Vendredi 16 février 2024

Efficient ML/DSP Algorithms for Real-Time Speech Communication Systems
Jean-Marc Valin
Xiph.Org Foundation

Heure: 13h30



Résumé: Over the past years, machine learning techniques have been responsible for significant improvements to the state-of-the-art in speech and audio processing. Among potential applications, real-time communication systems impose more stringent requirements, both for processing latency, and for computational resources. In this talk, I will discuss how these constraints can be satisfied while still achieving very high quality. I will then introduce some of our work on improving the Opus audio codec using machine learning. I will discuss how to improve the coded speech quality at low bitrate and how to increase robustness to packet loss through Deep REDundancy (DRED).

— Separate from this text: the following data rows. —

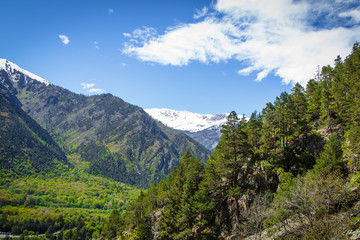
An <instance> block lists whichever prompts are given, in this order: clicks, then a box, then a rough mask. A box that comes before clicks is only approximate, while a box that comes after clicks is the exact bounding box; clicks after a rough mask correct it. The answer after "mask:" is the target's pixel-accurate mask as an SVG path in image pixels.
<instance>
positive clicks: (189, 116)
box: [145, 108, 228, 150]
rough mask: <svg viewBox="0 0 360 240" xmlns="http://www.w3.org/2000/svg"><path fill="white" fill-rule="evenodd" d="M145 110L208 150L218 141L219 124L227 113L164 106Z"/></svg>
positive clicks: (226, 119)
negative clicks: (180, 131)
mask: <svg viewBox="0 0 360 240" xmlns="http://www.w3.org/2000/svg"><path fill="white" fill-rule="evenodd" d="M145 111H146V112H147V113H148V114H149V115H150V116H152V117H153V118H155V119H156V120H158V121H160V122H162V123H163V124H165V125H166V126H169V127H171V128H174V129H176V130H178V131H181V132H183V133H185V134H186V135H188V136H190V137H191V138H193V139H194V140H196V141H197V142H199V143H201V144H202V145H203V146H205V147H206V148H207V149H209V150H212V149H214V148H215V147H216V145H217V143H218V142H219V141H220V136H221V133H220V130H221V126H222V125H223V124H224V123H225V122H226V120H227V119H226V117H227V115H228V114H227V113H222V114H199V113H192V112H188V111H176V110H171V109H166V108H151V109H145Z"/></svg>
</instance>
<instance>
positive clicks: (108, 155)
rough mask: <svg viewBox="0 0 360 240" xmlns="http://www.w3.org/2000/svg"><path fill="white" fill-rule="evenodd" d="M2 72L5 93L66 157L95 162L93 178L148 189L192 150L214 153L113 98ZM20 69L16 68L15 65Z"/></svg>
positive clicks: (188, 138) (132, 106) (1, 84)
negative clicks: (50, 137) (35, 123)
mask: <svg viewBox="0 0 360 240" xmlns="http://www.w3.org/2000/svg"><path fill="white" fill-rule="evenodd" d="M10 65H11V64H9V63H8V65H7V66H8V68H7V69H6V68H5V69H0V88H1V89H3V90H5V91H4V92H6V94H7V97H8V98H12V99H19V101H20V102H19V104H22V109H23V110H24V111H25V112H26V113H28V114H29V115H30V116H31V117H32V118H33V119H34V120H36V122H37V123H39V124H40V125H41V126H42V127H43V128H44V129H46V130H47V131H48V132H49V133H50V134H51V136H52V137H53V138H54V139H55V141H56V142H57V143H58V144H59V145H60V147H61V148H62V149H63V150H64V151H65V153H66V154H74V153H75V154H80V155H81V158H82V159H83V160H84V161H87V162H90V167H89V169H88V171H89V173H91V174H95V175H99V176H103V177H108V178H111V179H114V180H116V181H120V182H124V183H127V184H131V185H135V186H140V187H148V186H149V183H150V182H152V181H158V180H159V179H163V178H165V177H166V175H167V174H168V173H170V172H171V170H172V168H173V167H174V166H176V165H178V164H179V161H180V158H181V155H182V154H183V153H185V151H186V150H187V149H189V150H190V151H191V153H192V154H194V155H195V156H199V157H201V158H202V160H203V161H205V160H206V159H207V157H208V156H209V154H210V151H209V150H207V149H206V148H205V147H203V146H202V145H200V144H199V143H197V142H196V141H194V140H193V139H191V138H190V137H188V136H186V135H185V134H181V133H179V132H177V131H175V130H173V129H170V128H168V127H166V126H164V125H163V124H161V123H159V122H157V121H155V120H154V119H152V118H151V117H150V116H149V115H148V114H147V113H146V112H145V111H144V110H143V109H142V108H140V107H137V106H134V105H131V104H129V103H127V102H125V101H123V100H122V99H120V98H118V97H115V96H113V95H111V94H102V95H96V96H84V95H81V94H75V93H73V92H71V91H68V90H66V89H64V88H61V87H59V86H55V85H52V84H50V83H45V82H39V81H37V80H36V79H32V78H30V77H29V76H26V75H24V73H23V72H21V71H17V70H16V69H12V68H11V66H10ZM12 65H14V64H12Z"/></svg>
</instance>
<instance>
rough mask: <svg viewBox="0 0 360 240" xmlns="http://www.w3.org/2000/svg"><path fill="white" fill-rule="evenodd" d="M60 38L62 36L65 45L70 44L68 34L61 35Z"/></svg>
mask: <svg viewBox="0 0 360 240" xmlns="http://www.w3.org/2000/svg"><path fill="white" fill-rule="evenodd" d="M59 38H60V40H61V42H62V43H63V44H65V45H68V44H69V43H70V39H69V37H68V36H66V35H59Z"/></svg>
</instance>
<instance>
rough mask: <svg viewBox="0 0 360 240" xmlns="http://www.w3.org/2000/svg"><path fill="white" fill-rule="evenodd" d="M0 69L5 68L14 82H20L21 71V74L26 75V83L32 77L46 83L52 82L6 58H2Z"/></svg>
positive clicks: (41, 81) (33, 78)
mask: <svg viewBox="0 0 360 240" xmlns="http://www.w3.org/2000/svg"><path fill="white" fill-rule="evenodd" d="M0 70H4V71H5V72H7V74H8V75H9V76H10V78H11V80H12V81H14V82H18V81H19V80H20V75H19V73H21V74H24V76H25V79H24V80H25V83H27V82H28V80H29V79H32V80H36V81H39V82H41V83H44V84H45V85H49V84H50V82H49V81H47V80H45V79H43V78H42V77H39V76H37V75H35V74H33V73H31V72H28V71H26V70H24V69H22V68H20V67H19V66H18V65H16V64H15V63H12V62H10V61H8V60H6V59H1V58H0Z"/></svg>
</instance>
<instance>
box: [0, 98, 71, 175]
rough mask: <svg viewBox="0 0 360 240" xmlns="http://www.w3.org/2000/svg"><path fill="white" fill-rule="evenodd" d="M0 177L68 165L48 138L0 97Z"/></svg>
mask: <svg viewBox="0 0 360 240" xmlns="http://www.w3.org/2000/svg"><path fill="white" fill-rule="evenodd" d="M0 126H1V128H0V169H1V173H2V174H1V176H2V177H5V176H6V175H8V176H22V175H24V174H30V173H35V172H37V173H38V172H44V171H46V170H49V169H50V168H51V169H53V171H55V170H54V168H55V166H58V165H59V164H61V163H62V164H68V161H67V158H66V156H65V154H64V153H63V151H62V150H61V149H60V147H59V146H58V145H57V144H56V143H55V141H54V140H53V139H52V138H51V136H50V135H49V134H48V133H47V132H46V131H45V130H44V129H43V128H41V127H40V126H39V124H37V123H36V122H35V121H34V120H33V119H32V118H31V117H29V116H28V115H27V114H26V113H25V112H24V111H23V110H21V108H20V107H19V106H18V105H16V104H14V103H13V102H12V101H11V100H10V99H8V98H7V97H6V96H5V95H4V94H2V93H0Z"/></svg>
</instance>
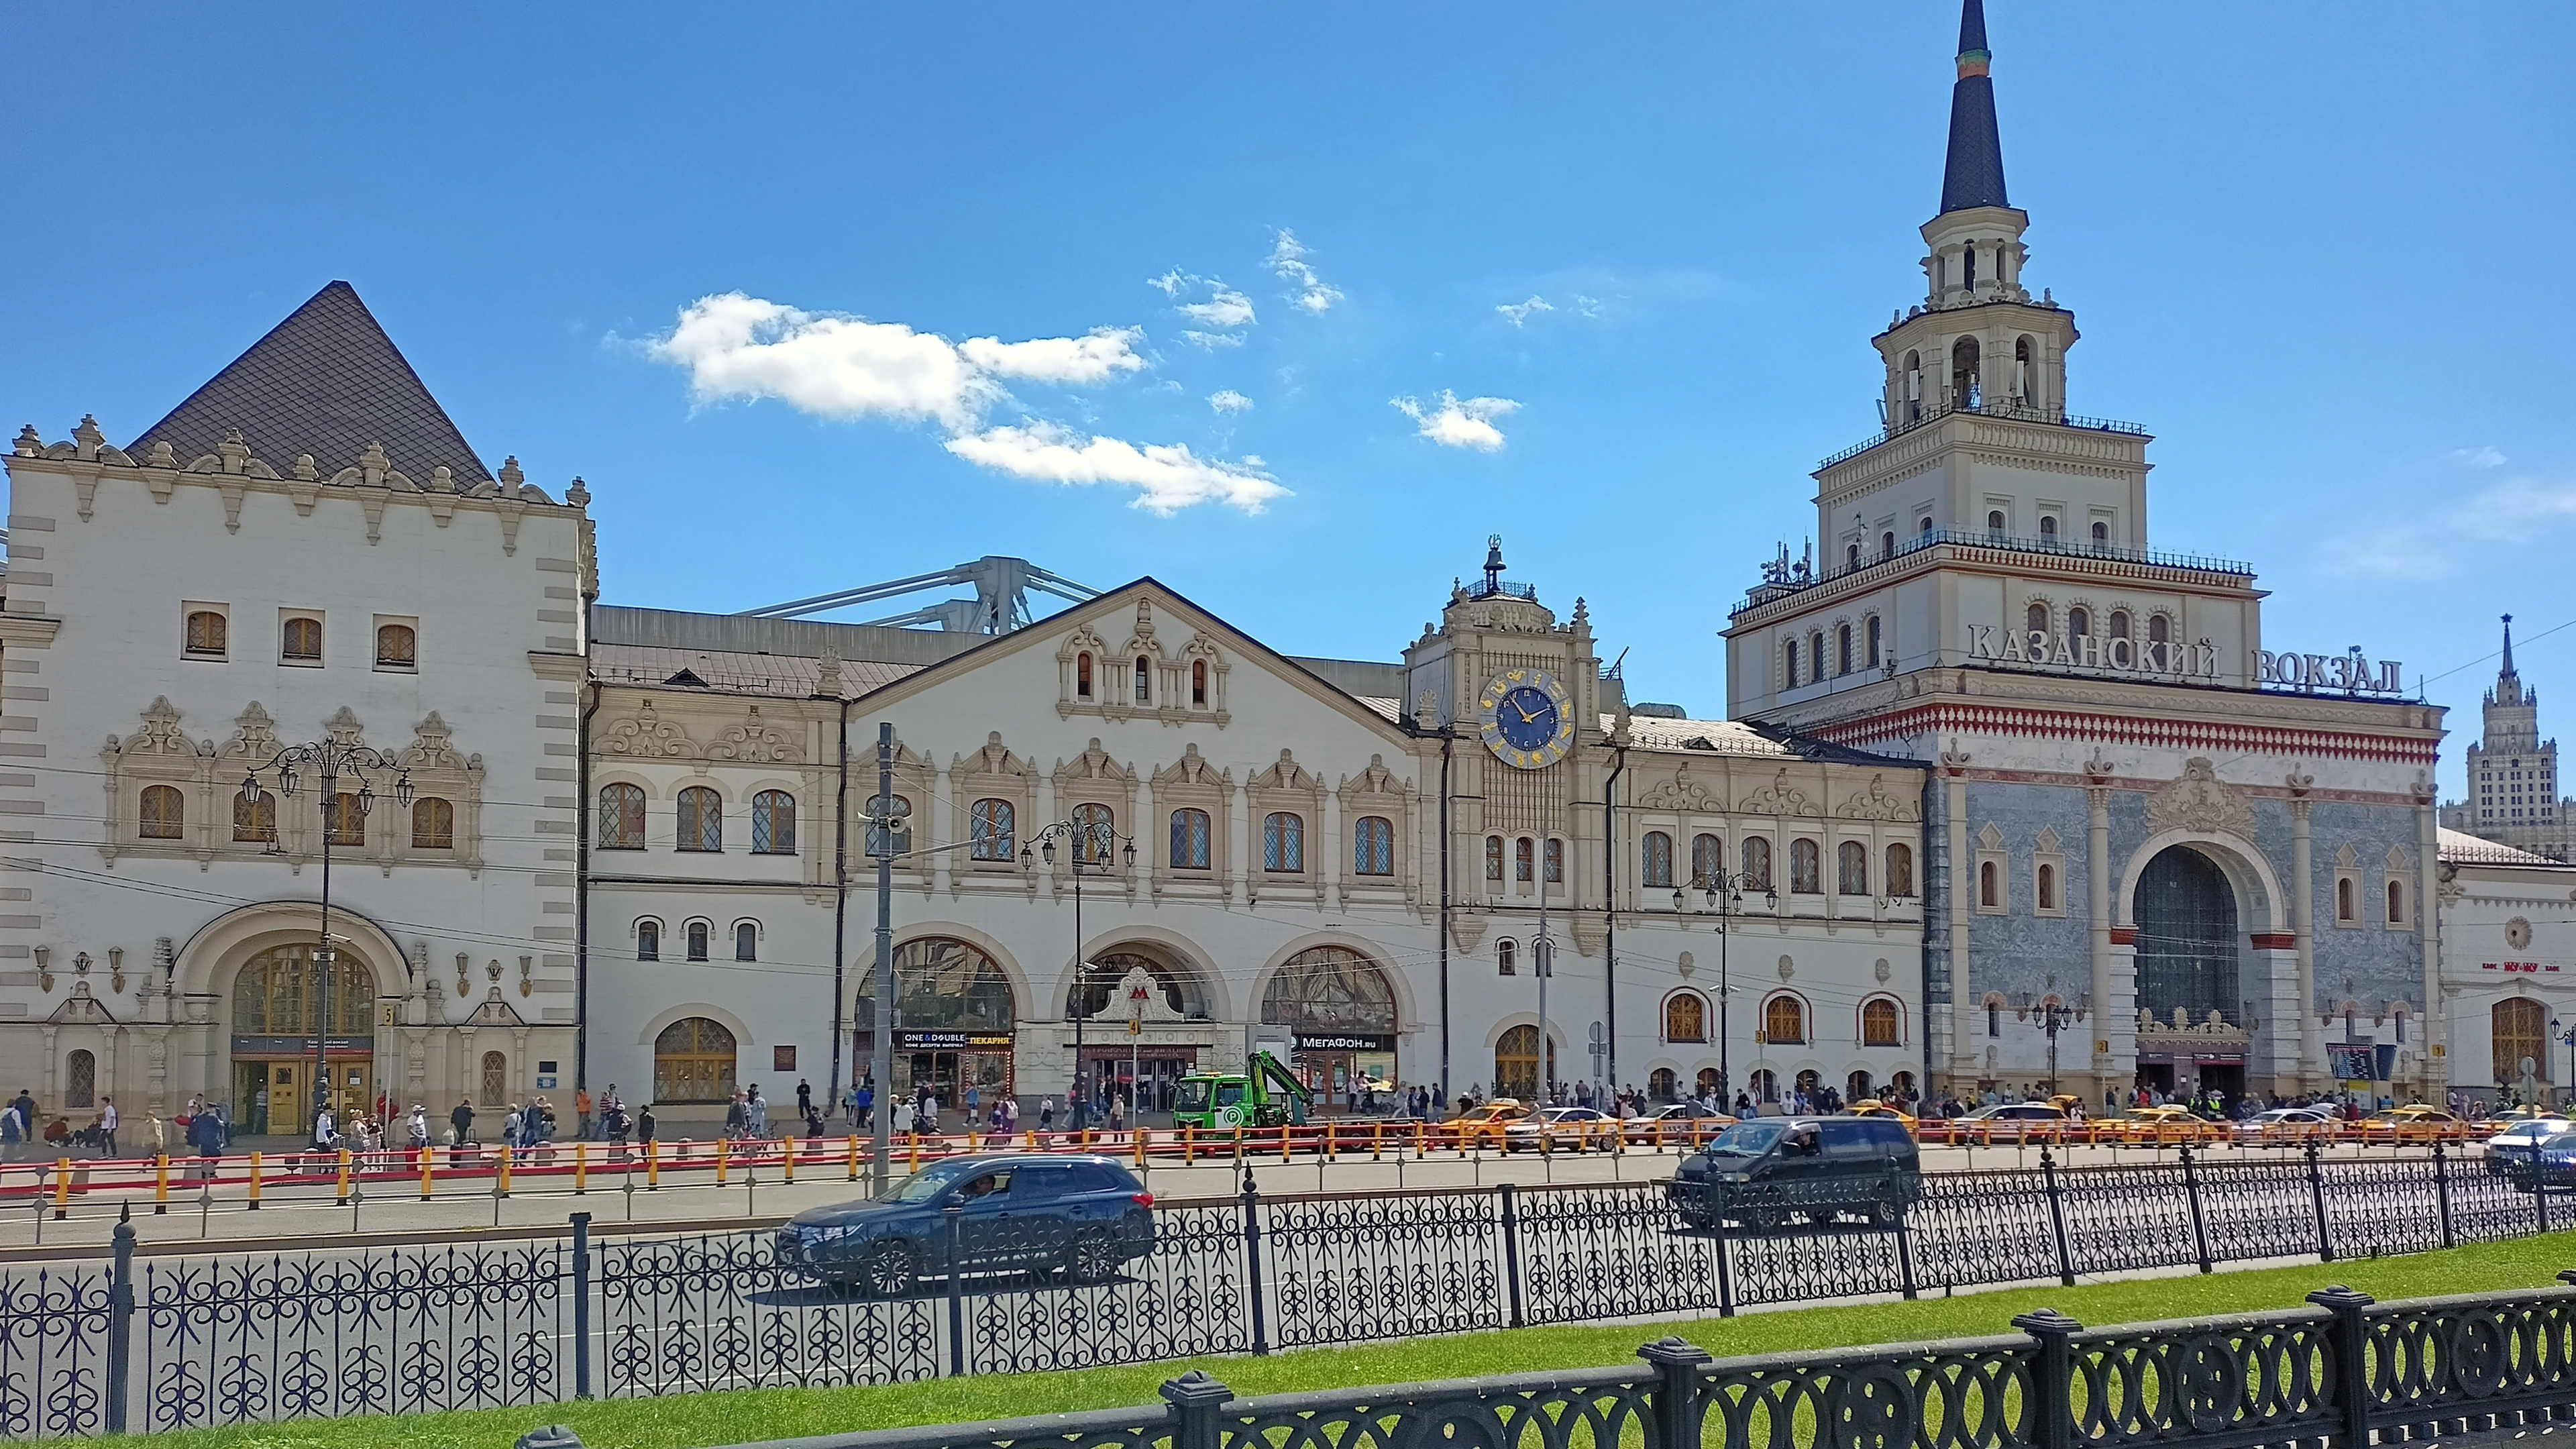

Biographie: Jean-Marc Valin received his Ph.D. in Electrical Engineering from the University of Sherbrooke in 2005. He worked as a postdoc in the CSIRO ICT Centre in Sydney, Australia. He is the primary author of the Speex speech codec and one of the main authors of the Opus audio codec. He also contributed to the AV1 video codec. He has volunteered with the Xiph.Org Foundation since 2002. His research interests include real-time communication systems, speech and audio coding, as well as applications of machine learning to speech and audio processing.

Note: La présentation sera donnée en français uniquement par Zoom.